Вадим почти перестал быть. Он знал, что стоит на площади изнанки города, что в руках у него — Предсказанная, что пальцы касаются струн. Больше ничего не существовало: все заполнила чужая, опасная музыка, которая сейчас спасала жизнь ему и спутникам. Упругие темные крылья накрыли площадь, хлесткими ударами выметая оттуда все лишнее. Сила гитары и сила своры были родственны, и стая поначалу растерялась. Твари ошеломленно припали к земле, но очередной удар расшвырял их по площади, заставил скуля убраться в сумерки.
Музыкант шагнул вперед. Ночь изнанки города больше не казалась ему отвратительной — о нет, это была прекрасная ночь, прозрачная для взгляда, подвластная его желаниям. Все было просто, ясно и очевидно: играй и исполнится любая мечта, реализуется любая потребность. Вадим играл, сквозь темный морок музыки вспоминая, что должен защитить, спасти, вывести прочь из Безвременья.
Аккорд — и с громом рухнула самая высокая из башен впереди, накрывая Адскую стаю.
Вадим сделал еще шаг вперед и рассмеялся. Ему посмели угрожать? Нападать на него и друзей? Вот расплата: осталась лишь куча слизи и переломанного хитина. Адскую стаю можно отныне вычеркнуть из легенд Полуночи и Полудня, выбросить из раскладки сил Безвременья.
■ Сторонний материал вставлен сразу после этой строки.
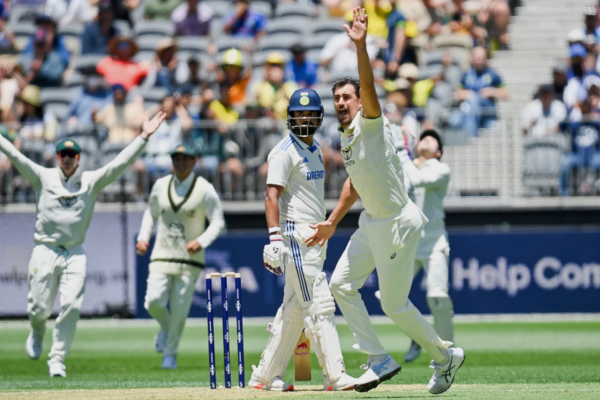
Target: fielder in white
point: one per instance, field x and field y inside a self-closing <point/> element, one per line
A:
<point x="181" y="203"/>
<point x="388" y="234"/>
<point x="65" y="199"/>
<point x="295" y="200"/>
<point x="429" y="179"/>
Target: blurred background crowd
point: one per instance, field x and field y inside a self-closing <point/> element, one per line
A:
<point x="223" y="72"/>
<point x="564" y="115"/>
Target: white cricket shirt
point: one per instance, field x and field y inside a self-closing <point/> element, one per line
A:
<point x="373" y="165"/>
<point x="430" y="182"/>
<point x="65" y="205"/>
<point x="299" y="168"/>
<point x="181" y="209"/>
Аккорд — и с низкого, затянутого серо-оранжевыми облаками, бьет яркий светлый луч, указуя на место расположения Двери.
Вновь короткий недобрый смех, рвущийся из груди. Кто посмел угрожать тому, в чьих руках Предсказанная? Кто посмел морочить и запугивать того, кому подчиняется древний инструмент? Вадиму хотелось, чтобы вышел навстречу более серьезный противник, чем жалкая стая полуразумных тварей, но — никто не посмел.
Аккорд — и раздвигаются постройки, образуя широкий безопасный коридор до самой Двери.